Private Benjamin

A Jewish princess joins the Army. Basic training hinges loosely on The D.I., and is handled carefully all around. Her European stint is a clever contrivance.

What seems most remarkable is the sedate, dapper setting of many jokes and the principal one. Her first husband’s funeral is a dry shorthand of a famous joke cultivated by Renoir and Allen. Zieff’s technique comes to the surface as required (slapstick on the obstacle course, etc.), but takes a courteous discretion to be de rigueur for a serious comedy.

 

Unfaithfully Yours

It’s a question why anyone should bother remaking a Preston Sturges, but this is another way of looking at the original, with its impeccably fine orchestration and solo part for Rex Harrison re-arranged for the inventions of Dudley Moore (his would-be victim is now a violinist, played by Armand Assante in a canny piece of castinghis solos are played by Pinchas Zukerman). Zieff enforces great calm resources around him, which blossoms Richard Libertini with gravity and polish, Richard B. Shull with keen reflection, and Albert Brooks with brilliance. Nastassia Kinski is exquisite in a comic part unctuously absolved from any contaminating influence of the great cast, with great independence and naivety as a foil. In the end, she carries off the picture.

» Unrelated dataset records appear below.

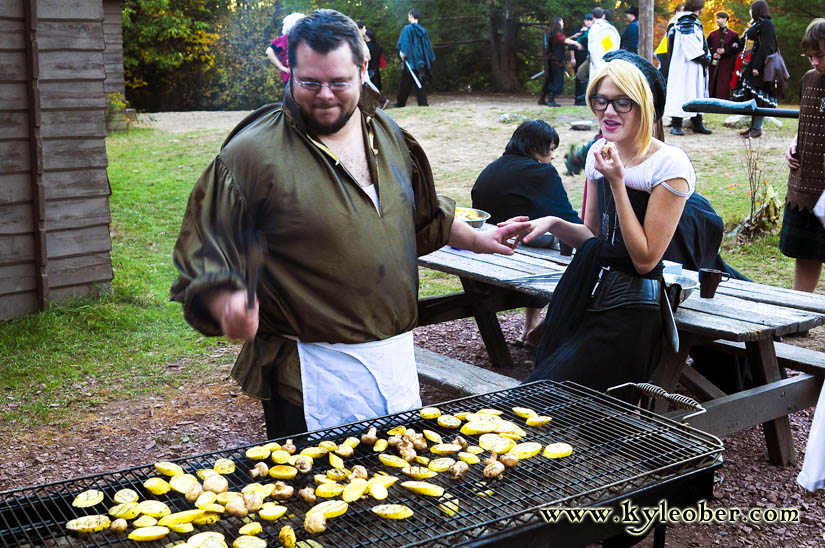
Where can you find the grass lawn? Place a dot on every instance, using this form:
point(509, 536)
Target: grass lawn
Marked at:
point(64, 362)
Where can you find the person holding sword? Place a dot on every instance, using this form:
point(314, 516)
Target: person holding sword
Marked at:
point(416, 53)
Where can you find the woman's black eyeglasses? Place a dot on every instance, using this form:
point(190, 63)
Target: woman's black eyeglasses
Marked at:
point(620, 105)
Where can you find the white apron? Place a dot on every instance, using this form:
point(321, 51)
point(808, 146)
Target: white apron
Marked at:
point(345, 383)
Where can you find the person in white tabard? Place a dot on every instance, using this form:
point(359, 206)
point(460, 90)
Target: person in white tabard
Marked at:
point(601, 38)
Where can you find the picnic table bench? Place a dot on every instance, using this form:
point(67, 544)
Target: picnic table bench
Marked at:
point(744, 317)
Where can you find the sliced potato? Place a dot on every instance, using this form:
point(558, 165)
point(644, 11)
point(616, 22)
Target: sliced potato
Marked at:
point(253, 528)
point(144, 534)
point(423, 488)
point(88, 498)
point(330, 508)
point(449, 421)
point(249, 542)
point(89, 524)
point(525, 450)
point(441, 464)
point(169, 468)
point(393, 511)
point(257, 453)
point(224, 466)
point(558, 450)
point(157, 486)
point(354, 490)
point(392, 460)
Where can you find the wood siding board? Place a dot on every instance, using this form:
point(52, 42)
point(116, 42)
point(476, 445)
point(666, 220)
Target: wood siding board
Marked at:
point(67, 294)
point(17, 278)
point(16, 219)
point(17, 304)
point(70, 36)
point(13, 9)
point(67, 214)
point(71, 65)
point(13, 96)
point(82, 241)
point(15, 188)
point(84, 269)
point(16, 249)
point(14, 125)
point(70, 9)
point(74, 153)
point(76, 183)
point(73, 123)
point(13, 67)
point(15, 157)
point(76, 94)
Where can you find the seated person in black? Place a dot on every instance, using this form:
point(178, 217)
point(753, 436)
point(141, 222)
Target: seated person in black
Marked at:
point(524, 182)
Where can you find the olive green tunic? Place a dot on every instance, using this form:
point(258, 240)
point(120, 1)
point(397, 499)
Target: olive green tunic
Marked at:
point(336, 270)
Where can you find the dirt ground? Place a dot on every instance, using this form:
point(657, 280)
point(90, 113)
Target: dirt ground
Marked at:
point(216, 415)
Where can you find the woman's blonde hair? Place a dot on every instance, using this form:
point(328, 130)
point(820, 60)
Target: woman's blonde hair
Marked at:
point(633, 83)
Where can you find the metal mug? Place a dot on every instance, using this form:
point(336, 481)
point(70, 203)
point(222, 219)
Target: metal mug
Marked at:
point(709, 280)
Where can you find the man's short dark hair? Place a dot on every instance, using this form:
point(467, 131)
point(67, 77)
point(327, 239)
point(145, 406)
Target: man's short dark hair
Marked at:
point(325, 30)
point(532, 137)
point(814, 39)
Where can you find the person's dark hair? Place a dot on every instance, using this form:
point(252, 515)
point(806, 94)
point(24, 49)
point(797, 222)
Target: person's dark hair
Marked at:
point(532, 137)
point(325, 30)
point(814, 39)
point(555, 25)
point(759, 10)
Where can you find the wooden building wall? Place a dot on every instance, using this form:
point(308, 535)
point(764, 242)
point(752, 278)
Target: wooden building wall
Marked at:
point(54, 207)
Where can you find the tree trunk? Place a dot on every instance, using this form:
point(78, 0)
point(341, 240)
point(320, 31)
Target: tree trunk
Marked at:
point(502, 46)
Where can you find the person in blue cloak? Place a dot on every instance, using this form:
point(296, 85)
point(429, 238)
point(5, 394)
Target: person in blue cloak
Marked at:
point(417, 56)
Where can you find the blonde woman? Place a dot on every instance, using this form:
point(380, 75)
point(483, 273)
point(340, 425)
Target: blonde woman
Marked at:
point(606, 316)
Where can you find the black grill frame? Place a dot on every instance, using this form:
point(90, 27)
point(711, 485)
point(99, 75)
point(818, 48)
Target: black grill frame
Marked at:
point(620, 451)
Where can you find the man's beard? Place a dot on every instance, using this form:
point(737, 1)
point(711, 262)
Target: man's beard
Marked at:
point(331, 127)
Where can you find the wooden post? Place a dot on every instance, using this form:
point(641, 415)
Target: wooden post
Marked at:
point(41, 254)
point(646, 24)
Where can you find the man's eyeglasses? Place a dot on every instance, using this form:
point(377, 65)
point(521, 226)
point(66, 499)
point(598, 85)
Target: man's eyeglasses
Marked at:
point(621, 104)
point(315, 87)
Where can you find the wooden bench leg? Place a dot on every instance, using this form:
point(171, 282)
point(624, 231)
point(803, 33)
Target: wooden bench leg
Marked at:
point(765, 369)
point(488, 325)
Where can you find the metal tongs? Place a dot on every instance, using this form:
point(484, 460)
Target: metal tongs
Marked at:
point(255, 248)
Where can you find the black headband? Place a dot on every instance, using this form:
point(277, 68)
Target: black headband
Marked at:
point(652, 75)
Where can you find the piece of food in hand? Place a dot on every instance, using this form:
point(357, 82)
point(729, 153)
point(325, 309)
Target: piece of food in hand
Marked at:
point(558, 450)
point(393, 511)
point(315, 523)
point(89, 524)
point(88, 498)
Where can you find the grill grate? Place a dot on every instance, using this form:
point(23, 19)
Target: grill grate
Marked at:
point(619, 450)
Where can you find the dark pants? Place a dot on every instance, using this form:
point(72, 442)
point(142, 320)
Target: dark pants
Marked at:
point(407, 84)
point(282, 417)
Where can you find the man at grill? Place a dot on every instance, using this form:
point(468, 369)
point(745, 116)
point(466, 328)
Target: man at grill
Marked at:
point(338, 202)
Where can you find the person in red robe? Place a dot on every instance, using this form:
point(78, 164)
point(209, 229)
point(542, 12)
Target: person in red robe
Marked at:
point(724, 46)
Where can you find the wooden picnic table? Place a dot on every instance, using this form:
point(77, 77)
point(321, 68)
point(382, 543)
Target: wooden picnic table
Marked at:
point(744, 312)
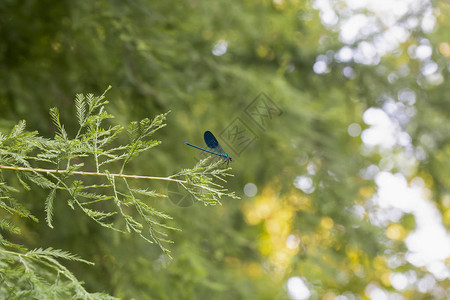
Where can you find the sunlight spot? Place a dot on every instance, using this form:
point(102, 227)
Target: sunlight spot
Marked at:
point(220, 48)
point(292, 241)
point(429, 68)
point(304, 183)
point(297, 289)
point(250, 189)
point(423, 52)
point(399, 281)
point(354, 129)
point(320, 67)
point(348, 72)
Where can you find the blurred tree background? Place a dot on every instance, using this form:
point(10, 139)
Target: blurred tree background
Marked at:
point(327, 108)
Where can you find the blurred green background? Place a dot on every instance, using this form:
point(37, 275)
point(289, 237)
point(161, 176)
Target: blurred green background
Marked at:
point(338, 98)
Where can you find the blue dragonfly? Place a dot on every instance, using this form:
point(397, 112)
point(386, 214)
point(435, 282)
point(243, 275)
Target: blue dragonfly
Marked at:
point(213, 144)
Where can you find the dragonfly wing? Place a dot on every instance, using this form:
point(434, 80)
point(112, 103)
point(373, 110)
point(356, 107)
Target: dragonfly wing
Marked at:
point(212, 142)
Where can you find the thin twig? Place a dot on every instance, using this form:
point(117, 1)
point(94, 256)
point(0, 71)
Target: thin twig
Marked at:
point(101, 174)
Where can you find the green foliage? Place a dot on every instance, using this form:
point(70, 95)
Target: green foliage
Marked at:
point(109, 201)
point(159, 55)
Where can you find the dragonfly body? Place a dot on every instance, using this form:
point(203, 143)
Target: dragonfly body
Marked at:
point(213, 144)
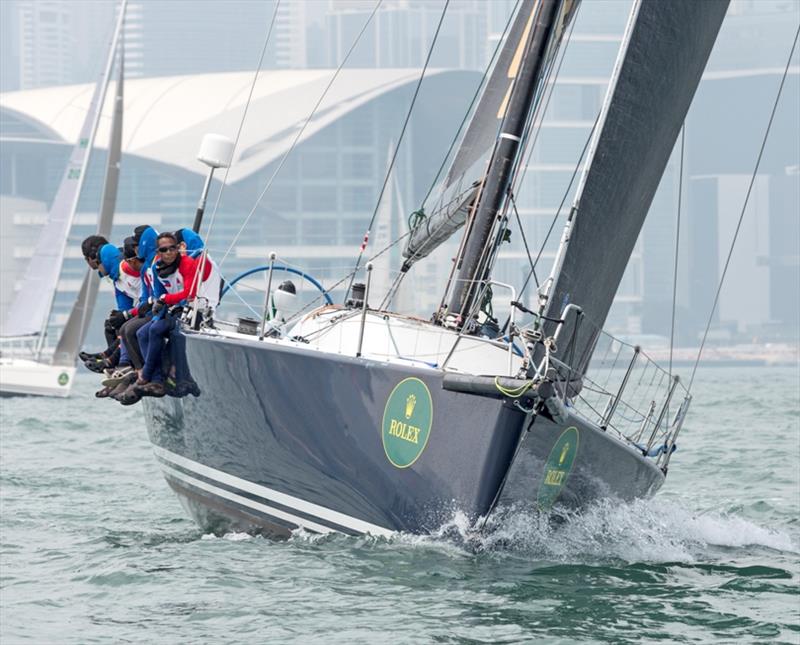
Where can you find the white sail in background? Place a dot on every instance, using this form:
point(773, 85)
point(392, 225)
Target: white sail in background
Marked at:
point(30, 311)
point(81, 314)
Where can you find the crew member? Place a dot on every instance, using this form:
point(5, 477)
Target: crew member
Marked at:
point(173, 286)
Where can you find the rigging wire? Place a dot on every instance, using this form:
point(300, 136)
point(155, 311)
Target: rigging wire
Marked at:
point(677, 247)
point(397, 147)
point(301, 130)
point(744, 208)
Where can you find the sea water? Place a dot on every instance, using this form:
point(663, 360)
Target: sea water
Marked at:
point(95, 548)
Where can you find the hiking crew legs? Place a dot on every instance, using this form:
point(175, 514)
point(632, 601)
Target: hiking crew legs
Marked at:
point(151, 341)
point(128, 333)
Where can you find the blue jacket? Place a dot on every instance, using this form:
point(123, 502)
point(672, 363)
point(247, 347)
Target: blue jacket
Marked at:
point(110, 257)
point(147, 252)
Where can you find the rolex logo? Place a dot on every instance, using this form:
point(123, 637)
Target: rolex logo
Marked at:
point(411, 401)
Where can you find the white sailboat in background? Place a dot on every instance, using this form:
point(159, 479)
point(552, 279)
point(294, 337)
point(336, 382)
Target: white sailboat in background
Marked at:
point(25, 367)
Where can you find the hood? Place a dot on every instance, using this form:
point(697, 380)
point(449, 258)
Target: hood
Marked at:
point(110, 257)
point(147, 245)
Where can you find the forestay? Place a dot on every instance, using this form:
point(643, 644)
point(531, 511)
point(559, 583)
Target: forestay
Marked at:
point(662, 58)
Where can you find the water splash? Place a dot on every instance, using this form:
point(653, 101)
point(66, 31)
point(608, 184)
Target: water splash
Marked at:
point(643, 531)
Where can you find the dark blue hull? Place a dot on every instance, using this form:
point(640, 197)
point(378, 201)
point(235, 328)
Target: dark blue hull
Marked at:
point(283, 438)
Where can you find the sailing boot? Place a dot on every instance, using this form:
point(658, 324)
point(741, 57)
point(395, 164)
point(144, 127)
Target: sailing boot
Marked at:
point(97, 365)
point(129, 395)
point(185, 388)
point(119, 375)
point(123, 385)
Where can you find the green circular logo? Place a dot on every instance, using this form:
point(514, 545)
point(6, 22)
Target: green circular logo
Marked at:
point(407, 421)
point(558, 467)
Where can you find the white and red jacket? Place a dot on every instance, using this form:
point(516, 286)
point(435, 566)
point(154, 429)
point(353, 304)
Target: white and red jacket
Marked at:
point(179, 285)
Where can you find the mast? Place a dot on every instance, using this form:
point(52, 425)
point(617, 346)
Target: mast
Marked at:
point(474, 262)
point(30, 312)
point(80, 316)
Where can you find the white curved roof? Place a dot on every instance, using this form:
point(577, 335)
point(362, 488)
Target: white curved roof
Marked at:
point(166, 118)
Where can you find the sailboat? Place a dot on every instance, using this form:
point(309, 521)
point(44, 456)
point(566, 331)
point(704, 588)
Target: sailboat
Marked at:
point(25, 366)
point(358, 419)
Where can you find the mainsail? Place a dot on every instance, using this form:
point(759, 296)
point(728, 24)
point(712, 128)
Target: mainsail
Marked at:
point(461, 184)
point(81, 314)
point(662, 58)
point(30, 311)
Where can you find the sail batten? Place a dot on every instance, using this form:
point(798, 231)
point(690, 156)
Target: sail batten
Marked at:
point(664, 53)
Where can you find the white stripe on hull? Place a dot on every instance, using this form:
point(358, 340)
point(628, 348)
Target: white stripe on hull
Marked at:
point(320, 512)
point(244, 501)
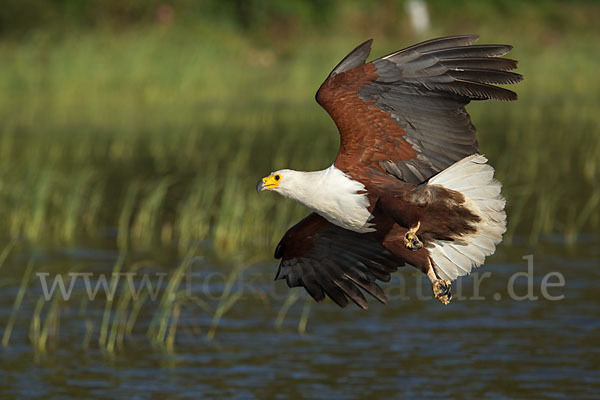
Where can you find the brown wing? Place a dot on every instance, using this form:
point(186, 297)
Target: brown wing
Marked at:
point(404, 114)
point(329, 260)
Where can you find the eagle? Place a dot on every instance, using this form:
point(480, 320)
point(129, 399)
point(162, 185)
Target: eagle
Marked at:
point(408, 185)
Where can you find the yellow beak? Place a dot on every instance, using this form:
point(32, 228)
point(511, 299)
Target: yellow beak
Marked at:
point(267, 183)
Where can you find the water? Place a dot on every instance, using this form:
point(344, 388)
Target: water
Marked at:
point(494, 347)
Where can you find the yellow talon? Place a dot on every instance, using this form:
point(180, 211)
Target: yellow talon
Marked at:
point(411, 240)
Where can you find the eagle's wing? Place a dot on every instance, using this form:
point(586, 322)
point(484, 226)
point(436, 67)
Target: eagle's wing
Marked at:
point(329, 260)
point(404, 114)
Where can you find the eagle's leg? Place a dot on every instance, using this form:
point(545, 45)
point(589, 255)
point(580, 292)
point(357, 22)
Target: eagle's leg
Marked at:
point(441, 287)
point(411, 240)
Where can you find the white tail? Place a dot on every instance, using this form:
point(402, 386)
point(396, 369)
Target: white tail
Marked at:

Zieff works closely with Moore to waste no motions, and when a gag requires it, they work in tandem. It’s a straightfaced style that makes no bones by staying just a bit ahead of itself, so that it moves directly into each gag as a steady progression of causes and effects.

 

The Dream Team

There is a very interesting thematic relationship to Michael Ritchie’s The Couch Trip. These madmen in the light of day freakishly encounter all manner of criminal underworld hooliganism and shenanigans (and by the police, yet), but they come out on top and save their doctor, even.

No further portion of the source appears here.